Aus einem Seminar zum Thema "moderne Bilder und die Bibel" entwickelte sich langsam eine Diskussion über den Zusammenhang von Text(en) und Bild(ern) allgemein. Zur Grundlage dieser Diskussion wurden weniger die sorgfältig kurierten Texte als die Bilder, die im Rahmen von "Bilderrätseln" von Teilnehmern und Teilnehmerinnen des Seminars mitgebracht wurden. Die Aufgabenstellung war denkbar simpel, das Ziel der Übung allerdings offen und jeden Montag so unvorhersehbar wie das Bild, das wir betrachteten. Es waren unterschiedliche Länder, Stilrichtungen und sogar eine Künstlerin persönlich vertreten, nachdem wir sie infolge eines "Bilderrätsels" zum Gespräch eingeladen hatten.
Kommentar Celica Fitz
Die Spezifika von visuellem Material, ob Kunstwerk, Informations- oder Werbegrafik, verschwimmen im Bilderpool des Internets. Verbreitete Darstellungsarten stellen die visuellen Suchergebnisse nach eigenen Regeln des Algorithmus zusammen, die sich nicht mit Kunstbegriffen oder Konventionen decken müssen. Aus den Bildern entsteht am Bildschirm eine Oberfläche, die visuell abgetastet wird. Um aufzufallen, muss das Bild auf den ersten Blick fesseln. Es scheint eine Selektionsleistung dieses Blickens zu sein, aus der Flächigkeit – die nicht zwingend eine negativ konnotierte Oberflächlichkeit meint – das gesuchte Bild herauszufiltern. Der Filter des „Bilderrätsels“ war es, moderne und zeitgenössische, religionsbezogene Kunstwerke zu finden. Dabei die Grenzen von Kunst- und Bildbegriffen auszuloten und nach den Relationen von Bild und Text in diesem visuellen Material zu suchen war Thema unseres Seminars.
Ich -- Johannes Böckmann, guten Tag, angenehm -- habe das kleine DinA3-Poster aufgehängt, die Idee entstand in der Diskussion um dieses "Bilderrätsel". Die Deutungsmöglichkeiten sind vielfältig: Der Betrachter in der Trinität; Der Betrachter als dasjenige welches das Dreieck erst zum Symbol Gottes des Vaters macht, nämlich der Kreis in der Mitte des Dreiecks wird zum Hinweis auf das Auge Gottes; Der Betrachter als Christ, freiwillig oder unfreiwillig; Der Betrachter als Gott selbst; U.a.
Eines der Bilder war eine Illustration eines Künstlers, der mit dem Pseudonym Abm6 auf Reddit unterwegs ist. Ihr habt es vielleicht gesehen, wenn ihr in der entsprechenden Woche auf das schwarze Brett der Theologie gesehen habt.
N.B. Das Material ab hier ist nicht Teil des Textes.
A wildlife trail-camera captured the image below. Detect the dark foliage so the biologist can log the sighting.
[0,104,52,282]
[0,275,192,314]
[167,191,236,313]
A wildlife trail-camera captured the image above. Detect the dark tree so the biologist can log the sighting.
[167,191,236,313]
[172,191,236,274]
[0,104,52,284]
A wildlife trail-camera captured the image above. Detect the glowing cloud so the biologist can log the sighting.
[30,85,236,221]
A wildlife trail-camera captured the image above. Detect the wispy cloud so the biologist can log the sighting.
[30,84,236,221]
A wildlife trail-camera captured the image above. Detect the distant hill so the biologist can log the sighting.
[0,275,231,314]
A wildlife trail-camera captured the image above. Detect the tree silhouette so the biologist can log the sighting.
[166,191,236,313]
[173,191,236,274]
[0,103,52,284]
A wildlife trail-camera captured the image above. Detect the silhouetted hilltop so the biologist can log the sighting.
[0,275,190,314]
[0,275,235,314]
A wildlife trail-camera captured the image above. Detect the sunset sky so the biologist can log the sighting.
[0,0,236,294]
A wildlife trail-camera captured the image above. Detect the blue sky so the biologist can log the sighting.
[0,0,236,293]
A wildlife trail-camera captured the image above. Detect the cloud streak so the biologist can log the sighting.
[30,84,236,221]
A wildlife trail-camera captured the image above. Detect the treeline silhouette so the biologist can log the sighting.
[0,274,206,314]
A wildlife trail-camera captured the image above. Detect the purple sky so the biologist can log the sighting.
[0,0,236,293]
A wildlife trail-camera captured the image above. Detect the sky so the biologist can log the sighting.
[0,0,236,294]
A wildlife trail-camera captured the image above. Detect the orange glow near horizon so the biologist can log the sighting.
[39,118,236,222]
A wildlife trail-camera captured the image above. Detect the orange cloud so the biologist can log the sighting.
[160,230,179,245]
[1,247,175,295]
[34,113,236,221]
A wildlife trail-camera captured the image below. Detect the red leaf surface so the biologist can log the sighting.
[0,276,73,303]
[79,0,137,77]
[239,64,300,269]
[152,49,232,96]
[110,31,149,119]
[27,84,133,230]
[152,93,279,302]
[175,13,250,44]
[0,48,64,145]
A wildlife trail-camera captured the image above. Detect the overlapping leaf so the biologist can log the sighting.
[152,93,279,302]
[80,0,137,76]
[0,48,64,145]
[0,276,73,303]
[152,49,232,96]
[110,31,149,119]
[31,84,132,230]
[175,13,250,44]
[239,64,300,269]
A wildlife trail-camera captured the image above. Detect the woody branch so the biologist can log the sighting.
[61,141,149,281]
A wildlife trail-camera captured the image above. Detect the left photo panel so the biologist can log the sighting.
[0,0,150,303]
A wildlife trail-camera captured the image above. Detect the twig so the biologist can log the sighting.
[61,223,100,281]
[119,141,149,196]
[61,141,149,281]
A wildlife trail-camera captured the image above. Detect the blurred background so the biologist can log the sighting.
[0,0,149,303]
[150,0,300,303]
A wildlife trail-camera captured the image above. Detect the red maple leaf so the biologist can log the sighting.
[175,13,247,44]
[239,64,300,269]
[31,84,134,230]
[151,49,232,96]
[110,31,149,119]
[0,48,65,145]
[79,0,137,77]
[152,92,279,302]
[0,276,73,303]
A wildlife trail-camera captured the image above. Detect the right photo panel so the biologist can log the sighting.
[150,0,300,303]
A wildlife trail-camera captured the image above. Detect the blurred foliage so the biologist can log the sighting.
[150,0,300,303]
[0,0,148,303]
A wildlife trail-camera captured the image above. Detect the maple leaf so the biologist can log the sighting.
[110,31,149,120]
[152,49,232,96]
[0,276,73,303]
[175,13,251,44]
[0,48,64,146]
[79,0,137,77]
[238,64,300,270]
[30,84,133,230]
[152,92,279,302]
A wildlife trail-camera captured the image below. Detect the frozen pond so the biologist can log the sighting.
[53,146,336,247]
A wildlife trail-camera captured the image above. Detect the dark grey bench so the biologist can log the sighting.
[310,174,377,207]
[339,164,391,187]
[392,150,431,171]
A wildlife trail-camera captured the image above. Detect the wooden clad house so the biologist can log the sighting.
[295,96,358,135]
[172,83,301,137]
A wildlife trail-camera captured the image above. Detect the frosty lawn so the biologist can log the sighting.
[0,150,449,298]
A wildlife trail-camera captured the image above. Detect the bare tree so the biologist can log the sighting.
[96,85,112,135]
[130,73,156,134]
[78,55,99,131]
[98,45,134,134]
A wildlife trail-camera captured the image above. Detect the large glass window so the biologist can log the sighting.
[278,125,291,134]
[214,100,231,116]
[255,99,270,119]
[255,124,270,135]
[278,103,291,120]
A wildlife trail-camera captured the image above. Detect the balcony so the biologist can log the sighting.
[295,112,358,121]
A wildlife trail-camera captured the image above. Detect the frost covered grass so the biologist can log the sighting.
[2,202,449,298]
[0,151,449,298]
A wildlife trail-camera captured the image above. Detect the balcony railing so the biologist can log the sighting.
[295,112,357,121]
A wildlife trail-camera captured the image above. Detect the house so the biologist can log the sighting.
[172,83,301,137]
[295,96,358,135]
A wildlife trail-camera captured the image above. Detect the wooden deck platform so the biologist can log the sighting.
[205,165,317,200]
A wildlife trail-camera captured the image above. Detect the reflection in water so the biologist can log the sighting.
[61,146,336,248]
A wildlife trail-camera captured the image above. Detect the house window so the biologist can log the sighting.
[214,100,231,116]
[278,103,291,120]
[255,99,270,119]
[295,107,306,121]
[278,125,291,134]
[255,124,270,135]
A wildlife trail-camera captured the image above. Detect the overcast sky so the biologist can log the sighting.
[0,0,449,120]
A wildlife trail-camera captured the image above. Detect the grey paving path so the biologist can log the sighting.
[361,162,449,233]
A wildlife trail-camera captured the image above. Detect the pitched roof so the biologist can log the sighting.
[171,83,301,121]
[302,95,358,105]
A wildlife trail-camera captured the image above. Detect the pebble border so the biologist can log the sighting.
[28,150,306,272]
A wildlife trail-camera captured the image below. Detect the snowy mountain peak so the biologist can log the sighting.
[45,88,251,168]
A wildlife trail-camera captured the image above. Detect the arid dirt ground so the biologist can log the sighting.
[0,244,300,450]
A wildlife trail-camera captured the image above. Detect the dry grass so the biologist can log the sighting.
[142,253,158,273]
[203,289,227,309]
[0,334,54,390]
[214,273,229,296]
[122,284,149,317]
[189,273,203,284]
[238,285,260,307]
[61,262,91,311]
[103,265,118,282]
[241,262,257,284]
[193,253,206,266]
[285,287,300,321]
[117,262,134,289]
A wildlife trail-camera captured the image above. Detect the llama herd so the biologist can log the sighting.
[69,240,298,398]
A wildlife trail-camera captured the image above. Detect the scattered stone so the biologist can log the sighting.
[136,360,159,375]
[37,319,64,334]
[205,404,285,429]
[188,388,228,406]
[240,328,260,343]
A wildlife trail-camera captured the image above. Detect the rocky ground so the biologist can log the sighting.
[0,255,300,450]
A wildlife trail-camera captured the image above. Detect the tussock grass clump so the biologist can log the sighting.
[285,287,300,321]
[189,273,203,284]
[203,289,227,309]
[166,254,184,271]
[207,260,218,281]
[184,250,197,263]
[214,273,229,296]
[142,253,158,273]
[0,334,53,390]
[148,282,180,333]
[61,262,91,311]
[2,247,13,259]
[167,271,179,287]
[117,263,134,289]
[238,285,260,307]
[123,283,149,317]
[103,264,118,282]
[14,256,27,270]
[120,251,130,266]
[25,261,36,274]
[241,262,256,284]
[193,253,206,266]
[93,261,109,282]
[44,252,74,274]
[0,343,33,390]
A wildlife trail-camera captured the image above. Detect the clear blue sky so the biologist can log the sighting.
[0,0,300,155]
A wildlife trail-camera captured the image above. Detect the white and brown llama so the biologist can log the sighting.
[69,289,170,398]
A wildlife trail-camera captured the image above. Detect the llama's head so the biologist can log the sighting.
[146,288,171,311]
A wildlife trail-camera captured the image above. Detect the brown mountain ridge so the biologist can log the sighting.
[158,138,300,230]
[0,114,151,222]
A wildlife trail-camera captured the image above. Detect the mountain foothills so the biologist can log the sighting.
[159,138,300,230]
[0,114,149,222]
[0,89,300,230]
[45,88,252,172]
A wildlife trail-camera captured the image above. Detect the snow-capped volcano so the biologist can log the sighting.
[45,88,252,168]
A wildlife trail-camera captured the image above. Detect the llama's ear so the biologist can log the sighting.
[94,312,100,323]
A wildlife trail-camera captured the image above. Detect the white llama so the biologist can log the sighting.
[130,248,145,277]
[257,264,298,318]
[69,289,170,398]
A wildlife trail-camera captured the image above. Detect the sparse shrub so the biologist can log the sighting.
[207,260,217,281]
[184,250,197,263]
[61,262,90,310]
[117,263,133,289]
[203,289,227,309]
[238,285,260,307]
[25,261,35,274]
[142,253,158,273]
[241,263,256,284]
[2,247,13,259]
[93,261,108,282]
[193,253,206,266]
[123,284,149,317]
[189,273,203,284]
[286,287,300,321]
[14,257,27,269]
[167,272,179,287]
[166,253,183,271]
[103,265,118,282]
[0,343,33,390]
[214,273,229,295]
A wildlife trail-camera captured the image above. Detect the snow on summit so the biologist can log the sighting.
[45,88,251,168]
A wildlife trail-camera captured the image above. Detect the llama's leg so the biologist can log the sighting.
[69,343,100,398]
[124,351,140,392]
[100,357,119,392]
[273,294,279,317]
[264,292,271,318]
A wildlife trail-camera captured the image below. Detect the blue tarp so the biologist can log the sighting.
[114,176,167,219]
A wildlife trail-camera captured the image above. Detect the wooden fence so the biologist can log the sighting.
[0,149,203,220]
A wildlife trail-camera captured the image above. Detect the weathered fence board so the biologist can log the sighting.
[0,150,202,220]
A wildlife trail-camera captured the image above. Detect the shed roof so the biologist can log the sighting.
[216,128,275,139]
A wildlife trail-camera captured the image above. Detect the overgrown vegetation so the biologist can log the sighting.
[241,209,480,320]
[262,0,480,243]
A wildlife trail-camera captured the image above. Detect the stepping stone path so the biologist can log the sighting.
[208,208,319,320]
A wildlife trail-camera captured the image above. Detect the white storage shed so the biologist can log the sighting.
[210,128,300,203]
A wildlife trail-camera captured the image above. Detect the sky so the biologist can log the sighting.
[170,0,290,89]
Darauf zu sehen: ein Dreieck vor einem Kreuz vor einem Stern und daneben ein Legendenelement der Kartographie -- YOU ARE HERE, in großen schwarzen Lettern, in einem roten Kasten mit Verweis auf die Mitte des Dreiecks. Warum hing das da? Was soll das? "Wer will das wissen?" Wer hat das aufgehängt? Wörtlich oder dem Sinn nach standen diese Fragen in oder neben dem Kommentarfeld, das ich neben die Illustration gedruckt hatte, oder in den Köpfen vieler Betrachter mit denen ich gesprochen habe.
Kommentar
Von einem Bilderrätsel zu einem Bildexperiment wurde das Projekt im Moment der Materialisierung des Werks von einem digitalen Image zu einem öffentlichen Aushang an einer Pinnwand.
Thomas Erne interpretierte das Bild als Problem der umfassenden Selbstwahrnehmung Gottes / als Problem der reinen, objektiven, perspektivlosen Wahrnehmung folgendermaßen:
Es kann ja in diesem Zentrum kein Außerhalb geben und das Schaubild oder die Karte würde in sich widersprüchlich sein, weil sie von einem Außerhalb ein Innen zeigt, das kein Außen hat, weil es alles umfasst, auch diese Karte.
Es war die Frage aufgekommen, ob unsere im Seminar entwickelte Deutung so auch in einem anderen Kontext aufkommen würde, vielleicht sogar, in einem ambiguosen Kontext. Wir wollten wissen, ob die Illustration als philosophisches Spiel mit dem Problem der Subjektivität oder als frommes Glaubensstück interpretiert würde. Die aktuelle Hochschulpolitische Situation bot sich für genau diese Frage bestens an: An der Pinnwand, nur wenige Zentimeter rechts von unserem Plakat hingen Wahlplakate der Fachschaftsparteien verschiedener Frömmigkeit. Die Stimmung als "angespannt" zu beschreiben ist untertrieben.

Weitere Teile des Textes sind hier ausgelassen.